Turning consumer materialism into mindfulness using its own weapons


Using implementation intention, we can create a distributed meditation practice. With a bit of semiotic Aikido, we’ll then turn corporate logos into micro-meditation triggers. It will give more sense when your read it, I promise.

Benefits of meditation

Currently, there is a heaping mountain of evidence for benefits of meditation. Instead of a careful bibliography, I’ll just lazily point in the general direction of wikipedia. While the recommended daily doses is about ~20 minute of sitting mindfulness meditation, this stays an elusive goal for many.

Several authors came up with different, more portable versions of mindfulness practice (e.g. 2 minute meditation or the “Mindful minute”), as replacements of sitting meditation or as an addition to the main daily practice.

Micro-practice and distributed meditation

The limiting case to this minimization trend is what I call “Just one breath practice[1]. On various occasions during your day take one deep breath – in-and-out – paying full, undivided, non-judgmental attention to it and your bodily sensation.

Just one single breath, that is not asking too much, right?

The aim of this micro-practice is to refocus the mind, decrease stress and bring back the attention to momentary, mindful experiencing.
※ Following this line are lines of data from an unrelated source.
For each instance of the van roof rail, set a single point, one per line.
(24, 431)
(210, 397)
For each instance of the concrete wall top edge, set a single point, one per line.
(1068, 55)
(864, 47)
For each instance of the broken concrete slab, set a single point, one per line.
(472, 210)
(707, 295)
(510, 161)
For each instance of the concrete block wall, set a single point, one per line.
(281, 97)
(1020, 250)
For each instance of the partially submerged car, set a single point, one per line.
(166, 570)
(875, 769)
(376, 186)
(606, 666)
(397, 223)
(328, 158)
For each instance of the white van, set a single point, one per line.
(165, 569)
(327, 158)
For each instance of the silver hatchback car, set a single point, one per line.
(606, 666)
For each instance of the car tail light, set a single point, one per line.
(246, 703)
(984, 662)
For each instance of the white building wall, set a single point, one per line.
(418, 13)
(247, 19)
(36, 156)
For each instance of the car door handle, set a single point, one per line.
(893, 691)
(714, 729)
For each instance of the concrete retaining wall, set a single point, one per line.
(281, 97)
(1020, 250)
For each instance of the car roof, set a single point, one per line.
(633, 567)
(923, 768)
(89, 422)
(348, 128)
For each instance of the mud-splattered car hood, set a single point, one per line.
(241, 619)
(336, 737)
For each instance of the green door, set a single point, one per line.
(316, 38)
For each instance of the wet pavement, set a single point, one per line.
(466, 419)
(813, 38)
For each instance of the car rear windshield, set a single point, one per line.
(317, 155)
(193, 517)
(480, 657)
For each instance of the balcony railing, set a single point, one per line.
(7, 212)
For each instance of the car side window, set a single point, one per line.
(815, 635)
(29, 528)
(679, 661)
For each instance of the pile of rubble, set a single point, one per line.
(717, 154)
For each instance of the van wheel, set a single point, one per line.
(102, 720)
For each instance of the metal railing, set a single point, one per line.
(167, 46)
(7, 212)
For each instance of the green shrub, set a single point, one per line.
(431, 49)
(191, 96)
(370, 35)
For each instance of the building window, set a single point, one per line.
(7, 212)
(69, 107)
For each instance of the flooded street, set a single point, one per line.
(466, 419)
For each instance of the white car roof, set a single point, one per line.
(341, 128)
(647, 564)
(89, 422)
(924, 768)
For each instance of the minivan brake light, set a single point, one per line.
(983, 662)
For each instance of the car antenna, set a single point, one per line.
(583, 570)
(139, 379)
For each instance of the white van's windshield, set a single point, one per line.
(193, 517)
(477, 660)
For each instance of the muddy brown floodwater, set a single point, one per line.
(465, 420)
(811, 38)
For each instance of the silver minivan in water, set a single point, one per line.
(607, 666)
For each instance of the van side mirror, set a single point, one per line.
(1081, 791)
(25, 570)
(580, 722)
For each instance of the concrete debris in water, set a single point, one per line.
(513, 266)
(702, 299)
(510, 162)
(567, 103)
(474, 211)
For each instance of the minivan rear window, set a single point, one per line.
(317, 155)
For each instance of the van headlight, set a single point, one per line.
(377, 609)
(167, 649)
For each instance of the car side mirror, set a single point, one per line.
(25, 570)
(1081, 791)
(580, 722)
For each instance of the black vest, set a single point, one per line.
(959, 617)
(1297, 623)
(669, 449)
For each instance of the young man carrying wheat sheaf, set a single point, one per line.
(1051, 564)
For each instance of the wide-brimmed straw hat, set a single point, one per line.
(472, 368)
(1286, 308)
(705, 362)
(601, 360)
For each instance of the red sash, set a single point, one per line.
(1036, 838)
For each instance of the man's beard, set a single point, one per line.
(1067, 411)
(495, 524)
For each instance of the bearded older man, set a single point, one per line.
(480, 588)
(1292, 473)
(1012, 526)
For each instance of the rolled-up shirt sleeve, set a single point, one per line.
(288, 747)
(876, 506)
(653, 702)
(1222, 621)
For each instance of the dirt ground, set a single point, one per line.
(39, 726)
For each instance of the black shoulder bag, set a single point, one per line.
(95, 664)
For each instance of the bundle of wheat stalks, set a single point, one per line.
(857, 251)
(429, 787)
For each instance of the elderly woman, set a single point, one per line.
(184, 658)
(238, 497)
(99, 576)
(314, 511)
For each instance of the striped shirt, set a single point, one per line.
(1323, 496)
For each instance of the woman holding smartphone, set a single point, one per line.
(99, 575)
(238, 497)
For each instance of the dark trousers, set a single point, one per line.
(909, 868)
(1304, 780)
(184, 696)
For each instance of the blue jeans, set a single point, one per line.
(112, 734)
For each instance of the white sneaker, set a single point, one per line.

We try to insert as many mindful breaths into our day as possible in hope to spread out the benefits of meditation through the whole day. Paying attention to many individual breaths during your day creates a distributed meditation!

The programmable self

The only tricky thing is to actually remember to do these mindful breaths in the maelstrom of your daily life. That is where “Implementation Intention” comes into play.

An implementation intention is a psychological if-then-rule, whit which you condition yourself to execute a certain desired behavior, when a simple trigger occurs in your environment. An example: “if I come home, then I will do 5 push-ups”.

The idea behind it is, that willpower is a very scarce resource (in first approximation linked to glucose levels in your neo-cortex). You increase the chance to create a desired habit, if you replace the need for willpower with an automated reactions to certain triggers.

For more details on implementation intention triggers see for example this review paper.

The next catch is where to find good triggers. The standard trigger classes are: time, place, emotional state and your reactions. But can we come up something more fun?

The marks of the devil

Is there something in our daily environment that is ever-present and glaringly obvious? Something that could function as a good visual cue for our micro-mindfulness practice?

Fortunately, the gentle, kindly giants – our multinational corporations – have not spared expenses and focus groups to develop and placate our environment (both off- and online) with excellent visual triggers. We’re so lucky!

The marks of the devil. Or pavlovian cues to a more spiritual life? I always confuse the two.

 We can now build triggers such as “If I see the Apple logo, I take a mindful breath”. “If I see a McDonald M, I take a mindful breath.” etc.


You can even use the breath, to mindfully examine our undesired cravings for a burger or a shiny gadget!

With this semiotic Aikido, we re-purpose the very symbols of consumer materialism to a more mindful, compassionate ends! High-tech corporate memes used as execution hooks for 2000+ year old spiritual memes.

This is definitely a flower-child/hippy idea, but I sort of like the irreverence of it. Or take it as an anti-consumerist  performance-art project! 🙂

Additional notes

1. What about creating triggers for the logo of your cigarette brand? When you reach for another cigarette and notice the logo on the pack, you’ll be compelled to take a mindful breath before lighting up. This creates an intention gap, that increases the chance of letting go/transforming your impulse. Worst case, use it to smoke mindfully.


2. Other obvious iconography that can be used as visual triggers are traffic signs – though I obviously do not recommend this, especially not for drivers. 🙂

3. Of course, you can use implementation intention to create a trigger for you standard practice, e.g. “If I finish cleaning my teeth in the morning, then I go meditate for 20 minutes”.

4. We might return to this topic in the future, to discuss how to use another trick of cognitive psychology – spaced repetition – to efficiently implement mental triggers in our wetware (brains).

[1] The term comes up in different connotations. I believe I heard somebody in the same context as here, but can’t seem to find the reference. Back to the text.